El 4 de mayo me topé con un reportero de la TVG. Él y el cámara que le acompañaba me asaltaron para hacerme unas preguntas a pie de calle. “Estamos falando de profesións” –me dijo–. “Que lle dirías a alguén que se incorpora ao mercado laboral” –añadió–. “Que se enfoque a ayudar a las personas. Desde el puesto que ocupe, o vaya a ocupar. Ayudar a los demás es la clave del éxito” –le respondí–. Ayudar es, sin duda, un deber grave –pensé–.

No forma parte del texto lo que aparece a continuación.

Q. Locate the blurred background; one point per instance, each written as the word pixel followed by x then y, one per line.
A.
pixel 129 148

Ese mismo día, por la noche, Isabel Díaz Ayuso celebraba su victoria electoral. En mitad de su arenga espetó: “¡Pasión por la vida!”. Así, en presente y voz activa.

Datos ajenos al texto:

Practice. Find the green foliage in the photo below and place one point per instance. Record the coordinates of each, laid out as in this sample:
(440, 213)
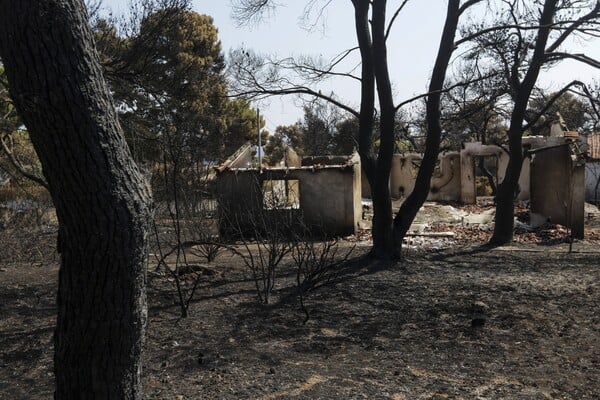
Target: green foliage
(572, 109)
(168, 81)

¡Pasión por la vida! No sé si es propio de los madrileños, pero sí sé que no es exclusivo de ellos. Hace dos años presencié la heroica lucha de mi suegra por ayudar a su hermano. Una guerra de desgaste, de esas en las que vence el que resiste más en pie. Carlos se había quedado ciego con solo 25 años. A partir de ahí, una sucesión de enfermedades fueron espoleándole. EPOC y un enfisema pulmonar le condenaron a depender de una máquina de oxígeno para sobrevivir –hacía tiempo que las botellas grandes de oxígeno portátil eran insuficientes–. Unos minutos sin la asistencia de la máquina y su piel cambiaba rápidamente a un tono violeta.

“¿Por qué a mí?”, “¿Por qué tanto sufrimiento?” eran preguntas recurrentes. Mi suegra era la única familia directa que le quedaba. Ella le ayudó incansable. Se ocupó y preocupó por él. Sufrió con él y él no sufrió solo. Juntos le aguantaron el pulso al tiempo y le torcieron la mano a la muerte. Y así, después de morir él, supimos que simplemente le había llegado su hora. Azucena y Carlos nos descubrieron el secreto de la vida.

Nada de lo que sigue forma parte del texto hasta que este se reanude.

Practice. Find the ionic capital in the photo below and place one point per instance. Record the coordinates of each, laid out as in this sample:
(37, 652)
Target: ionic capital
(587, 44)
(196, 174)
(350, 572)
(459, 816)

Un mes y medio antes de la victoria de Ayuso, se aprobó la Ley de la Eutanasia. El Preámbulo de la Ley –allí donde se explica el qué y el porqué de la nueva norma– está lleno de “buena muerte”, “sufrimiento intolerable”, “dignidad personal”. El texto es una detallada descripción del frío que se siente ante la soledad más absoluta. ¡Qué poca pasión! ¡Qué poca vida! Qué poca ayuda, la de quien te ayuda a morir. Qué poco calor, si solo hay dolor.

¡Pasión por la vida! Afortunadamente, Carlos tuvo a Azucena, y nosotros a ambos. Amar –y, amando, vencer–, en eso consiste ayudar.